瞼を閉じ、うっすらと開かれた唇は桃色に色付いている。
あまりにもの無防備さに、翔梧は思わず目線を逸らした。
まるで見てはいけないものを見ている気分になったのだ。
木々から落ちてきた朝露が、パトリシアの頬にかかる。
その雫の冷たさに、僅かに眉根を寄せ、彼女は唸った。
「ん、うぅ」
悩ましげな吐息に、翔梧は視線の落ち着く先を定められないでいた。
そうこうしているうちに、パトリシアが翔梧に少しずつ擦り寄ってくる。
まるで猫のように無邪気で、無自覚で、故にどこまでも凶悪であると、翔梧は思った。
ぎゅっと翔梧に抱き着くと、パトリシアはそのまま再び眠りに落ちていった。
彼女の年齢には釣り合わない、少々豊満な胸元が柔らかく翔梧に当てられた状態だった。
「一体、俺にどうしろってんだ」
据え膳食わぬは、男の恥。
とはよく言ったもので、まぁこの場合はパトリシアの無自覚な据え膳ではあるのだが。
翔梧はそっと彼女の柔らかな銀桃の髪に指先を通した。
「お嬢は俺だけのものには、なってくれないだろうけどな」
ふっと苦々しく笑って、今だけはと彼女の美しい髪を存分に楽しむことにした。
『こいまほ』の世界を楽しんだあと、下町で自由に生きるのが夢だと語ったパトリシアにとって、転移者として常に監視される自分の存在はあまりにも足枷でしかなかった。
翔梧にはそのことが分かっていたから、彼女に自分の想い伝えるわけにはいかないとずっと気持ちに蓋をしてきたし、その方針を今後も変えることはないだろう。
大切で大事で、稚拙にも愛しているからこそ。
やっぱり彼女にはどこまでものびのびと生きていて欲しいと願う。
彼女が望むのなら、ノエルとの政略結婚に路線変更したって構わない。相手がサイモンでも、レジナルドでも、マシューでもいいだろう。

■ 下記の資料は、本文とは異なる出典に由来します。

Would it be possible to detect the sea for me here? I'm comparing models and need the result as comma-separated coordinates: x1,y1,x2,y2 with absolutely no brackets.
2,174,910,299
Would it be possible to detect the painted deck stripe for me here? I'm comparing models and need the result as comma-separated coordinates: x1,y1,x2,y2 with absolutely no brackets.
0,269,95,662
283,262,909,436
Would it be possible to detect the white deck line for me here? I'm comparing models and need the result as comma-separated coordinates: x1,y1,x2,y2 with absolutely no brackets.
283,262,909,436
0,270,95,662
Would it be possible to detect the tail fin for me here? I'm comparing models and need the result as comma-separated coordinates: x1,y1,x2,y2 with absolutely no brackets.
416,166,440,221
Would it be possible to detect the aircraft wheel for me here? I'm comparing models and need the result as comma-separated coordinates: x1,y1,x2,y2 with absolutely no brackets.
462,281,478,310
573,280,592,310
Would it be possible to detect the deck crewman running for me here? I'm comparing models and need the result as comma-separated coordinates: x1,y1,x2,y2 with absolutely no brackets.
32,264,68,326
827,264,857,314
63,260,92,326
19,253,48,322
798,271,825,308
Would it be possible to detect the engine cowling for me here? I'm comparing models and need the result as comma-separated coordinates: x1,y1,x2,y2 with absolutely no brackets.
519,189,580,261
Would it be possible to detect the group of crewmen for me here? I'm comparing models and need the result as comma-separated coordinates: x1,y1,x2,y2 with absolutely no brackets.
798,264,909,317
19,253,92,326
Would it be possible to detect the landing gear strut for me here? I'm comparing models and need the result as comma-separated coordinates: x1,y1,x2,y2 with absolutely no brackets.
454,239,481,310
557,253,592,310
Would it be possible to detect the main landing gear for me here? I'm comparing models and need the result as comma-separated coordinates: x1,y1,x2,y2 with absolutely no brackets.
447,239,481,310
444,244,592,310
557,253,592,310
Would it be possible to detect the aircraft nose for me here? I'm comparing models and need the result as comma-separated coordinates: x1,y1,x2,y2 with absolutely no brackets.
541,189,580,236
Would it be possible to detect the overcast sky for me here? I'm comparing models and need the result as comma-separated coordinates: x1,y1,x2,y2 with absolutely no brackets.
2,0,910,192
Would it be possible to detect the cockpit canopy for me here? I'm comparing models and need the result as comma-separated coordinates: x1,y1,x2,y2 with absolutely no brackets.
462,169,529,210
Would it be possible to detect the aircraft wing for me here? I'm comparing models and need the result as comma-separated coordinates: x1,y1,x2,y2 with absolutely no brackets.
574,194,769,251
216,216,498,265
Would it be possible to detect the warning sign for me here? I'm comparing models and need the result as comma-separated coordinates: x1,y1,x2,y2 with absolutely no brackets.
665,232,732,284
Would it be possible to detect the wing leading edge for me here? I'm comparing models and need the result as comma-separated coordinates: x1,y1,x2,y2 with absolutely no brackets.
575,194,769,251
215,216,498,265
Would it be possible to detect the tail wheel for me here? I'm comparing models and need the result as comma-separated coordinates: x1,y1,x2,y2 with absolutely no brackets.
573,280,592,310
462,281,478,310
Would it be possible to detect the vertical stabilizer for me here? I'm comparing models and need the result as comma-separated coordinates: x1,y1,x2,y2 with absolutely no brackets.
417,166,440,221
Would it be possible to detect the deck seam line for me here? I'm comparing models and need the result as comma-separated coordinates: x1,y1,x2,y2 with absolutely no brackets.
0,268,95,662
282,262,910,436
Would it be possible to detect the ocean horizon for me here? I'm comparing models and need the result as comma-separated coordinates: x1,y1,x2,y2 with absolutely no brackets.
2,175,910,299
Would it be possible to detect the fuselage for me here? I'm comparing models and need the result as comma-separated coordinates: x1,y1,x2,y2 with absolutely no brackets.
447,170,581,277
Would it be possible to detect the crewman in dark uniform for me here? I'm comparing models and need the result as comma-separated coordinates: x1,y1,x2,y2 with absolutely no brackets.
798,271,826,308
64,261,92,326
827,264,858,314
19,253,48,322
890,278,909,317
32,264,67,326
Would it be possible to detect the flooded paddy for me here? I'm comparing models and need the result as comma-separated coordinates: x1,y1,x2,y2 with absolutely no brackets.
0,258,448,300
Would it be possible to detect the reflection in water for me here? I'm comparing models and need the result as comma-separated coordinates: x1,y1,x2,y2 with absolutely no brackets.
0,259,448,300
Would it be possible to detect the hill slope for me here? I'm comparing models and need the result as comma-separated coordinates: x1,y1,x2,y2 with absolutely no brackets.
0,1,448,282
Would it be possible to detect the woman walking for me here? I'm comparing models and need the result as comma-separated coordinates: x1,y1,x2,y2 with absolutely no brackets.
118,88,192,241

今のところ、ノエルたちはどうやらパトリシアのことしか見えていないようであるし、彼女の幸せがそこにあるのなら――――。
「俺は全力でお嬢を導くだけだ」
指先で掬い取った毛先を自らの口元まで持ってくる。
余すところなくどろどろに甘やかして、俺なしでは生きられない身体にさせて、このままこの腕の中で閉じ込めてしまいたい。
そんな我儘で強欲な思いを今だけは隠すことなく唇に乗せて、翔梧はパトリシアの毛先に優しく口付けた。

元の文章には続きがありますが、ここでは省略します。